The euro has strengthened 5.3 percent this year, the best performer among 10 developed-nation currencies tracked by Bloomberg Correlation Weighted Indexes. The dollar rose 4 percent, while the yen slumped 8.8 percent.
A composite index based on surveys of purchasing managers will show services and manufacturing in the bloc expanded this month at the fastest pace in two years, according to a Bloomberg survey of analysts before Markit Economics releases the data on Aug. 22. The region emerged from its longest-ever recession in the second quarter, the European Union’s statistics office said Aug. 14.
The yen weakened as the Ministry of Finance said Japan’s imports outpaced exports by 1.02 trillion yen ($10.4 billion) in July, compared with the median estimate for a 773.5 billion yen shortfall. It was the biggest deficit since January, when it was a record 1.63 trillion yen.
“Japan’s external balance remains deeply in deficit and that’s obviously a yen negative,” said Callum Henderson, Singapore-based global head of currency research at Standard Chartered Plc.

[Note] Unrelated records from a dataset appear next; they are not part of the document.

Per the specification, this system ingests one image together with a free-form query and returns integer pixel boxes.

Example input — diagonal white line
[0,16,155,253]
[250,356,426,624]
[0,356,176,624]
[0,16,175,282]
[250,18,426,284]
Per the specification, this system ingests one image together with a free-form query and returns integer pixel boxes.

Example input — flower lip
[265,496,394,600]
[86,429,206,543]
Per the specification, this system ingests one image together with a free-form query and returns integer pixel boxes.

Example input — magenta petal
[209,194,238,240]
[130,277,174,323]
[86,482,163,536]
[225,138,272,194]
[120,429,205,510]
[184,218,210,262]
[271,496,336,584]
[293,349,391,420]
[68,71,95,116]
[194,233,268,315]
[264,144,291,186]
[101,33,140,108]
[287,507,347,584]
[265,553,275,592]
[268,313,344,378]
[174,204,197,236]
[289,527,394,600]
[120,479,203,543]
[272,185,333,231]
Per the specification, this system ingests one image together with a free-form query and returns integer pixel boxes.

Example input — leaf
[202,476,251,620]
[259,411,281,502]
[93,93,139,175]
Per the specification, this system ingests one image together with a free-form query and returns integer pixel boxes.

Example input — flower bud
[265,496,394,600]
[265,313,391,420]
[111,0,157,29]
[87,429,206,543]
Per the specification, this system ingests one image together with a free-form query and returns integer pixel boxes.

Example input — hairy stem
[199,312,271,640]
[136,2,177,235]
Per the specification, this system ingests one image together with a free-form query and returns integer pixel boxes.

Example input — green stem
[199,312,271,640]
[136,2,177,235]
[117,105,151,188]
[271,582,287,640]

Trading in over-the-counter foreign-exchange options totaled $24 billion, compared with $18 billion on Aug. 16, according to data reported by U.S. banks to the Depository Trust Clearing Corp. and tracked by Bloomberg. Volume in options on the dollar-yen exchange rate totaled $3.1 billion, the largest share of trades at 13 percent. Options on the U.S. dollar-Chinese yuan amounted to just under $3.1 billion, or about 13 percent.
Dollar-yen options trading was 39 percent less than the average for the past five Mondays at a similar time in the day. Dollar-yuan options trading was 50 percent more than average.